Pathways associated with IL1, IL6, and IL8 signaling were enhanced in the post-NACT human TAM RNA-seq data. The actions of these inflammatory cytokines in cancer is likely to be context dependent – in early disease, neutralizing these inflammatory cytokines may be beneficial, but acute and high levels of these inflammatory cytokines generated by the dying malignant cells after chemotherapy may help stimulate longer-lasting adaptive immune responses as our results suggest. In terms of anti-tumor actions of IL1ß, a study highlights a critical role for myeloid cells in the stimulation of immunogenic cell death after oxaliplatin and mitoxantrone chemotherapy in mouse cancer models. The mechanism of this involves myeloid cell PTEN-promoting inflammasome activation and production of IL1β. They were also able to find evidence for this mechanism in breast cancer patients treated with anthracycline-based adjuvant chemotherapy (42). However, there is also abundant pre-clinical evidence that inflammatory cytokines such as IL1ß, IL6 and IL8 are targets for cancer therapy, rather than being involved in host anti-tumor responses (43–45). In the CANTOS trial of 10,061 patients with cardiovascular disease, treatment with the IL1ß antibody canakinumab reduces incidence of lung cancer in a dose-dependent manner (46). One interpretation of this result is that the patients (many of whom were smokers) had undetected early lung cancers and that in this context, chronic IL1β production was promoting these nascent tumors. However, these important findings need to be replicated in further clinical trials.

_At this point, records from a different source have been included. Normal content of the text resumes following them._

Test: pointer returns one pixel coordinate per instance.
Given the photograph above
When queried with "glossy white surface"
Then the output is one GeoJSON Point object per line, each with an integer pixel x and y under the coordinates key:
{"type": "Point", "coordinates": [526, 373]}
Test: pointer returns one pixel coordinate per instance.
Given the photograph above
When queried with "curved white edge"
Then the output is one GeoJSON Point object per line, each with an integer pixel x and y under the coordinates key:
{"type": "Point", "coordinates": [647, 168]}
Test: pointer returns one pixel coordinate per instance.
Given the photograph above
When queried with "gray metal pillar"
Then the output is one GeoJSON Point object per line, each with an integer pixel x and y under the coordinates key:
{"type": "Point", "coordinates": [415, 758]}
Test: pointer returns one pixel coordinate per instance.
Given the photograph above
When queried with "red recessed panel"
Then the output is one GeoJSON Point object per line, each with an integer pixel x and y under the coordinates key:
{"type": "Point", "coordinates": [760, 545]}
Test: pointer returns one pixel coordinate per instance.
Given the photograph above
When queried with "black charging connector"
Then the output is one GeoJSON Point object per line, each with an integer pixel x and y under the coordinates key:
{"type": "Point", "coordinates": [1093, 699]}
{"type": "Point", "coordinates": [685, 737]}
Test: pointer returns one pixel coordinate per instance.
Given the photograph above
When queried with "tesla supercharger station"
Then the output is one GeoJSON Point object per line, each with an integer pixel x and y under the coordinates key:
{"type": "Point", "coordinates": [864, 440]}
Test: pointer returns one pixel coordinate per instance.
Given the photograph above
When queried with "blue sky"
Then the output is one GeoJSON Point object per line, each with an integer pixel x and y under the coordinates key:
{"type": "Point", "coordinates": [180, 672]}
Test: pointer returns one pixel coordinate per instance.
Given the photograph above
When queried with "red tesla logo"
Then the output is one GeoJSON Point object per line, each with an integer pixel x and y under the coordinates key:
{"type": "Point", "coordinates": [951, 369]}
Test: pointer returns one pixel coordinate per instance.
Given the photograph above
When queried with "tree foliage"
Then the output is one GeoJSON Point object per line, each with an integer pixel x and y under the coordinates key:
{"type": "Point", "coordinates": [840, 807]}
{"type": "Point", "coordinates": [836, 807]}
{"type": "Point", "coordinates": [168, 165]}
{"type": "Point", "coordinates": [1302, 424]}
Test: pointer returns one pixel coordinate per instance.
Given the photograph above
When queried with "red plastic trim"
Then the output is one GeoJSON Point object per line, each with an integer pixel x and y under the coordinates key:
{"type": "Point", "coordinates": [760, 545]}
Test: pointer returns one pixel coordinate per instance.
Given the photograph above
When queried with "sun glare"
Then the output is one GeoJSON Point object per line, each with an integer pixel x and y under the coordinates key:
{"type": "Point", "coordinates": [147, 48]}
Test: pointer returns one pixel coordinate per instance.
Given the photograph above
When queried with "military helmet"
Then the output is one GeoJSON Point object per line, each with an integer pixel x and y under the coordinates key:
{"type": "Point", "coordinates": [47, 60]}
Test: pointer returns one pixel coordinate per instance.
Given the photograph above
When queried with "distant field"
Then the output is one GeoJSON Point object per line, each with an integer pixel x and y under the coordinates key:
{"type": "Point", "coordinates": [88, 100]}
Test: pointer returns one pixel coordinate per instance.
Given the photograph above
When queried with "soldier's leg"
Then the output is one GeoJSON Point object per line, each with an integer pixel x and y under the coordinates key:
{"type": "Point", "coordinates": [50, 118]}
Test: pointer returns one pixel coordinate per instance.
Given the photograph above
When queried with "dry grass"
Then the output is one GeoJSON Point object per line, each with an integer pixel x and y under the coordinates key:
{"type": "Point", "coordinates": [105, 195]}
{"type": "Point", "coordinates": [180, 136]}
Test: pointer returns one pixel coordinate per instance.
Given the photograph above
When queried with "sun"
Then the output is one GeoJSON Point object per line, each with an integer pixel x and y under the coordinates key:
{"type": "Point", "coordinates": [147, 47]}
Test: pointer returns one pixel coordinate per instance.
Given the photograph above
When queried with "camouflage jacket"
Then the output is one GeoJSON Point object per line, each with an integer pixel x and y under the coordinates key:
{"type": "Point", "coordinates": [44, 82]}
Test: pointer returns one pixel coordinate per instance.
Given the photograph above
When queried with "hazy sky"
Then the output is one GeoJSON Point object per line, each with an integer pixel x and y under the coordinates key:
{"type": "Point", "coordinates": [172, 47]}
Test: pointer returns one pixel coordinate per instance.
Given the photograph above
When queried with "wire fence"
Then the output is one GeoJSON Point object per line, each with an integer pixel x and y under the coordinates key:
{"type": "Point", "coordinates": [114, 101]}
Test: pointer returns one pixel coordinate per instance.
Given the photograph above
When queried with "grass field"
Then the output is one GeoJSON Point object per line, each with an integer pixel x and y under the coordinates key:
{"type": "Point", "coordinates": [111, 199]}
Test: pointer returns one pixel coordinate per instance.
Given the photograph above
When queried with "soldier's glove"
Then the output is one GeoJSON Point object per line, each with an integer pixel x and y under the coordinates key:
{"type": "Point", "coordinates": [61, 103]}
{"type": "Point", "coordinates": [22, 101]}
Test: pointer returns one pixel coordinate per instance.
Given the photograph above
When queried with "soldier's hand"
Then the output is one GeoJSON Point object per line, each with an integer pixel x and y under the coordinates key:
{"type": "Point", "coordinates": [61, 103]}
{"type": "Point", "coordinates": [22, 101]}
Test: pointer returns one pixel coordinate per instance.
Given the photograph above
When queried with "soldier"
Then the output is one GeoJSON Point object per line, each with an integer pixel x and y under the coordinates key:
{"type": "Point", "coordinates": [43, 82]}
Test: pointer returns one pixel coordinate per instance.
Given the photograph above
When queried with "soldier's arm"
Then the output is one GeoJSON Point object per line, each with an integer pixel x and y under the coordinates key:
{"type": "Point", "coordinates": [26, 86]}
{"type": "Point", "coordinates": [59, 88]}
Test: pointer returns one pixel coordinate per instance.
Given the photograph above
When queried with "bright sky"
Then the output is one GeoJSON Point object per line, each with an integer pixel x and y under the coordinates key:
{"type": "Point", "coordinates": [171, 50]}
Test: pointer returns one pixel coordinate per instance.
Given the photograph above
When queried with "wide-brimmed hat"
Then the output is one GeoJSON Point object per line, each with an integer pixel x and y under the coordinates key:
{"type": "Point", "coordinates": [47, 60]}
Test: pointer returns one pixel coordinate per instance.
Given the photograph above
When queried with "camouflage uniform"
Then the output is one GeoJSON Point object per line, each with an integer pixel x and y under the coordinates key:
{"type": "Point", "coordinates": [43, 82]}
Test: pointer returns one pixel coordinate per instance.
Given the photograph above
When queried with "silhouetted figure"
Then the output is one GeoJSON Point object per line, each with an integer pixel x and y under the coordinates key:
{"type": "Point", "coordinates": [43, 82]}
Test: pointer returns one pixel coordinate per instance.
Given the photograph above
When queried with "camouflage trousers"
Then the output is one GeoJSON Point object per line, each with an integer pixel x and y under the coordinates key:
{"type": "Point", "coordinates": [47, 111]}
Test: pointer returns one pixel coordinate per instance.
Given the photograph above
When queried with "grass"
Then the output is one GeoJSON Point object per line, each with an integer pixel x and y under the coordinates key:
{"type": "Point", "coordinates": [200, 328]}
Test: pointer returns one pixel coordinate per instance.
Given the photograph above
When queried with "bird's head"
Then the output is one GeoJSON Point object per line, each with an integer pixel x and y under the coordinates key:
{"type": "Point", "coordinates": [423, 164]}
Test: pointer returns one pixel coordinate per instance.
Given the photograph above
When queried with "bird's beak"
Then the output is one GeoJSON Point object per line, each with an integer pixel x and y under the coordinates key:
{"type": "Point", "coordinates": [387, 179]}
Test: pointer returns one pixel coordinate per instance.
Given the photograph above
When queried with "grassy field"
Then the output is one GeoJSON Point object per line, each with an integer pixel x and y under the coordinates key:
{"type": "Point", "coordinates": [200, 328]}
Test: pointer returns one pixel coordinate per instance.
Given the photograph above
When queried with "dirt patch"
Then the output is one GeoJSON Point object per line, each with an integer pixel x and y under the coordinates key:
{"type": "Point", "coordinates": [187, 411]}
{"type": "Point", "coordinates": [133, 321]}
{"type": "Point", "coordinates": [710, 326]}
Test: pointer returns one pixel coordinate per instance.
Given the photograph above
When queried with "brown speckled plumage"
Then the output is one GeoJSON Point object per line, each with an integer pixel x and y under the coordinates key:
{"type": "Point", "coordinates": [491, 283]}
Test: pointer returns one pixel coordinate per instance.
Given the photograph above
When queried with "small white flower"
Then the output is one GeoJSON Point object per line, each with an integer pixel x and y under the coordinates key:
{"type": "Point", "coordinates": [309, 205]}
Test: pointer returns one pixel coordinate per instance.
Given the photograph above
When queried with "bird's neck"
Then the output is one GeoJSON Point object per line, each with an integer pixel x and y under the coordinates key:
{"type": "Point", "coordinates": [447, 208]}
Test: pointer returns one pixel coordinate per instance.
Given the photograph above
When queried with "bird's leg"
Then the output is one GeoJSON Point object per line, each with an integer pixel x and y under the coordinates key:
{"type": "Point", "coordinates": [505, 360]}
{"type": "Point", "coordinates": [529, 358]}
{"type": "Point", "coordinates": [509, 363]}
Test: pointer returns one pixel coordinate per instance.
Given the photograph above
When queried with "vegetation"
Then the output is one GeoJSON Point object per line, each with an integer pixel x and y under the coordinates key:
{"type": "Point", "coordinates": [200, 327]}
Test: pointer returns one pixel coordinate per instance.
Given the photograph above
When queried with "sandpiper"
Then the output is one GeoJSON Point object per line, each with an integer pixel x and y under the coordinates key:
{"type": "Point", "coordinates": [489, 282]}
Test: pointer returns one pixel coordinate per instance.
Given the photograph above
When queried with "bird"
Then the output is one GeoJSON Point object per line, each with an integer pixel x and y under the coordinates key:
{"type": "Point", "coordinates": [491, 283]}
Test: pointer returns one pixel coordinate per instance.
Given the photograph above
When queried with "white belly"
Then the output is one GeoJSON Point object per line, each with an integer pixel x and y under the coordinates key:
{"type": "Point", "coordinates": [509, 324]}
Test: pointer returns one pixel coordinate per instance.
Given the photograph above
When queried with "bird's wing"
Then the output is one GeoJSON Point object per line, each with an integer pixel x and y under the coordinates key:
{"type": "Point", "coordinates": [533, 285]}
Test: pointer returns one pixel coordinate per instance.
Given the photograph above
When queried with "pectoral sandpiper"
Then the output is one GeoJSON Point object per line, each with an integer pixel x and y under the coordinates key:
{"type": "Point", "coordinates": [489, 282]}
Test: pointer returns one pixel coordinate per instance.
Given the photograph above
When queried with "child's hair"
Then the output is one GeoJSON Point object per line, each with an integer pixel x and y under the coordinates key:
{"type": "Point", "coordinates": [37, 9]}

We believe that the mouse models of treatment and relapse that we have described here will allow us to ask if neutralizing inflammatory cytokines, inflammasome inhibitor drugs, or therapies that repolarize TAMs will prolong or reduce remission or act together with chemo- or immunotherapies.

Synopsis.

Neoadjuvant chemotherapy is shown to reduce the density of tumor-associated macrophages (TAMs). In addition, chemotherapy reduces M2-related markers and increases proinflammatory signaling in TAMs, including inflammasome activation, thus, highlighting an opportunity to leverage this to improve anti-tumor responses.